After the data preprocessing stage, the distinct characteristics of the datasets were analyzed to identify their concrete constraints and establish the base configurations for A2PM. Regarding CIC-IDS2017, some numerical features had discrete values that could only have integer perturbations. Due to the correlation between the encoded categorical features, they required combined perturbations to be compatible with a valid flow. Additionally, to guarantee the coherence of a generated flow with its type of cyber-attack, the encoded features representing the utilized communication protocol and endpoint, designated as port, could not be modified. Hence, the following configuration was used for the Enterprise scenario, after it was converted to the respective subset of feature indices:

• Interval pattern—Modify {numerical features}, Integer {discrete features};
• Combination pattern—Modify {categorical features}, Lock {port, protocol}.

Despite the different features of IoT-23, it presented similar constraints. The main difference was that, in addition to the communication protocol, a generated flow had to be coherent with the application protocol as well, which was designated as service. The base configuration utilized for the IoT scenario was:

• Interval pattern—Modify {numerical features}, Integer {discrete features};
• Combination pattern—Modify {categorical features}, Lock {port, protocol, service}.

It is pertinent to note that, for the ‘Benign’ class, A2PM would only generate benign network traffic that could be misclassified as a cyber-attack.
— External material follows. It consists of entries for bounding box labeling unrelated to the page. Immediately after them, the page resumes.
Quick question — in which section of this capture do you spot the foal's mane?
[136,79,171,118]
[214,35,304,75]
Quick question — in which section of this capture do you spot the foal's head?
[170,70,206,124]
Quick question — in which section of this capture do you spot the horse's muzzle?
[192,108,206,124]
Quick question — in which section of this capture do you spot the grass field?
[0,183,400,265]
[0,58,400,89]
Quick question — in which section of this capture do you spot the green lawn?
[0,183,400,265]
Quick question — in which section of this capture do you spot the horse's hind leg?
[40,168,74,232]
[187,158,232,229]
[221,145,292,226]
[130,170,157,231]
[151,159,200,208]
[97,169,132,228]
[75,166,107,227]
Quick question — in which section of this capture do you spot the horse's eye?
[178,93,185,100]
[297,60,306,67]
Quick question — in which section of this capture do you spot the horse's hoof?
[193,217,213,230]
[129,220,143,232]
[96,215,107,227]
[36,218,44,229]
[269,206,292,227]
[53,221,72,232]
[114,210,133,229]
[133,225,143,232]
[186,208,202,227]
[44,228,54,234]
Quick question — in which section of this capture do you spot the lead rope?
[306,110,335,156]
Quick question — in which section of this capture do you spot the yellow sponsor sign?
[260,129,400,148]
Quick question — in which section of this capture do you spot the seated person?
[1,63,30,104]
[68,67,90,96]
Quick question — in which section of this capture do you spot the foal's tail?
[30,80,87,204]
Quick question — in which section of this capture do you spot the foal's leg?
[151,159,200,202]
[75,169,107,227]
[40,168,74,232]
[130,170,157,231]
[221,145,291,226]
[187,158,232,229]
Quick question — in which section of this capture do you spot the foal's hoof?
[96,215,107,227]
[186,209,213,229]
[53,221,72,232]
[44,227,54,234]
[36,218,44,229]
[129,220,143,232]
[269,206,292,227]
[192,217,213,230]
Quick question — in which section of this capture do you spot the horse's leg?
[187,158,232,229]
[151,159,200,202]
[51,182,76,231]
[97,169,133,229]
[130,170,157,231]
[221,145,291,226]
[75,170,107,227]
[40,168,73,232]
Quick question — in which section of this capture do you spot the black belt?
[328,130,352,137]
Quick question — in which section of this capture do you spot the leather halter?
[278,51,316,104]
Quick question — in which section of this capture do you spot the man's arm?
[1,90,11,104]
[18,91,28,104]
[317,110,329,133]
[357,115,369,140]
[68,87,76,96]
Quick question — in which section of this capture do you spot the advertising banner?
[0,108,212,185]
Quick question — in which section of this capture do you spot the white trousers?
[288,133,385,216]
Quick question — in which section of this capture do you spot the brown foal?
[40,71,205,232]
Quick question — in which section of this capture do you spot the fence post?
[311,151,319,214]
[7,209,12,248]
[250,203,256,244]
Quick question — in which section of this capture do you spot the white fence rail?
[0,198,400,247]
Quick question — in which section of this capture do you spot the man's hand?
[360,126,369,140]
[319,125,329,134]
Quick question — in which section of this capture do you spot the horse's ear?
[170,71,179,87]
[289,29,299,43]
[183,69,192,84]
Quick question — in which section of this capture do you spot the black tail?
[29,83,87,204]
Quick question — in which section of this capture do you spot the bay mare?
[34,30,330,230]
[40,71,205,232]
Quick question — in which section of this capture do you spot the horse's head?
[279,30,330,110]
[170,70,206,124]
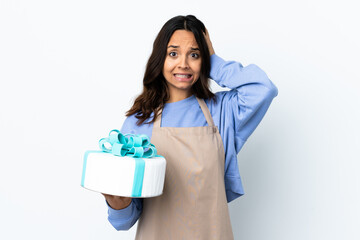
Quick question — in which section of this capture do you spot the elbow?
[249,64,278,100]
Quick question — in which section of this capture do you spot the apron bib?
[135,98,234,240]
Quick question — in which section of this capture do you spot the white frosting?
[84,152,166,197]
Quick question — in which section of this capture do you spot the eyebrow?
[168,45,200,51]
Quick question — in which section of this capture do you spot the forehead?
[168,30,198,47]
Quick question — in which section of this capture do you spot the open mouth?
[174,74,193,81]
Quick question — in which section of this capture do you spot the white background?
[0,0,360,240]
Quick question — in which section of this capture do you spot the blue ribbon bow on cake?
[99,129,158,158]
[81,129,162,197]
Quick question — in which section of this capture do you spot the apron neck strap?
[154,97,214,128]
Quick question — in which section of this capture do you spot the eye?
[169,52,177,57]
[191,53,200,58]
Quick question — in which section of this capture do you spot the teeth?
[175,74,191,78]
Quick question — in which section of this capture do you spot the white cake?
[81,151,166,198]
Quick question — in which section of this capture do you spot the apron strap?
[196,97,215,127]
[154,97,215,128]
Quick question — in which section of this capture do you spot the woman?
[104,15,277,240]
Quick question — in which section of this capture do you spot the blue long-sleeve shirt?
[108,54,278,230]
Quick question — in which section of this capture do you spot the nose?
[178,56,189,69]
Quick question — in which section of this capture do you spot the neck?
[166,89,192,103]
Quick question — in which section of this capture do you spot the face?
[163,30,201,100]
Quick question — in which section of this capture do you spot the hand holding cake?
[81,130,166,198]
[101,193,132,210]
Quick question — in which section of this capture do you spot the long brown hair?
[126,15,216,126]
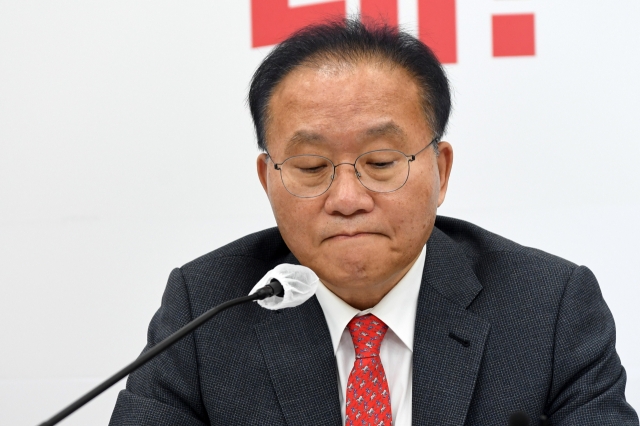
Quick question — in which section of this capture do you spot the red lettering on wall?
[251,0,346,47]
[418,0,458,64]
[360,0,398,27]
[492,13,536,56]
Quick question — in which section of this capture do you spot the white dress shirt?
[316,246,426,426]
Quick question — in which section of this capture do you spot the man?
[111,21,638,426]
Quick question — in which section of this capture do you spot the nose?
[324,163,374,216]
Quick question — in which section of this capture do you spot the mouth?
[325,232,380,241]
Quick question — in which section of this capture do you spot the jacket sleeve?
[109,269,209,426]
[546,266,638,426]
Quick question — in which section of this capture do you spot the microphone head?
[249,263,320,310]
[267,278,284,297]
[509,411,529,426]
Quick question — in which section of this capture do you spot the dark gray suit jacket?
[110,217,638,426]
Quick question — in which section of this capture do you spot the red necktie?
[345,314,391,426]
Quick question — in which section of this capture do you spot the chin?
[310,248,392,287]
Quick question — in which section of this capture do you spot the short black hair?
[249,19,451,151]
Therefore, the configurations were only applied to the malicious classes, to generate examples compatible with their malicious purposes. Furthermore, since the examples should resemble the original flows as much as possible, the ‘probability to be applied’ was 0.6 and 0.4 for the interval and combination patterns, respectively. These values were established to slightly prioritize the small-scale modifications of individual numerical features over the more significant modifications of combined categorical features.

4.3. Models and Fine-Tuning

A total of four MLP and four RF classifiers were created, one per scenario and training approach: regular or adversarial training. The first approach used the original training sets, whereas the latter augmented the data with one adversarial example per malicious flow. To prevent any bias, the examples were generated by adapting A2PM solely to the training data. The models and their fine-tuning process are described below.

An MLP [39] is a feedforward ANN consisting of an input layer, an output layer and one or more hidden layers in between. Each layer can contain multiple nodes with forward connections to the nodes of the next layer. When utilized as a classifier, the number of input and output nodes correspond to the number of features and classes, respectively, and a prediction is performed according to the activations of the output nodes.

Due to the high computational cost of training an MLP, it was fine-tuned using a Bayesian optimization technique [40]. A validation set was created with 20% of a training set, which corresponded to 14% of the original samples. Since an MLP accounts for the loss of the training data, the optimization sought to minimize the loss of the validation data. To prevent overfitting, early stopping was employed to end the training when this loss stabilized. Additionally, due to the class imbalance present in both datasets, the assigned class weights were inversely proportional to their frequency.

The fine-tuning led to a four-layered architecture with a decreasing number of nodes for both training approaches. The hidden layers relied on the computationally efficient rectified linear unit (ReLU) activation function and the dropout technique, which inherently prevents overfitting by randomly ignoring a certain percentage of the nodes during training. To address multi-class classification, the Softmax activation function was used to normalize the outputs to a class probability distribution. The MLP architecture for the Enterprise scenario was:

• Input layer—83 nodes, 512 batch size;
• Hidden layer—64 nodes, ReLU activation, 10% dropout;
• Hidden layer—32 nodes, ReLU activation, 10% dropout;
• Output layer—8 nodes, Softmax activation.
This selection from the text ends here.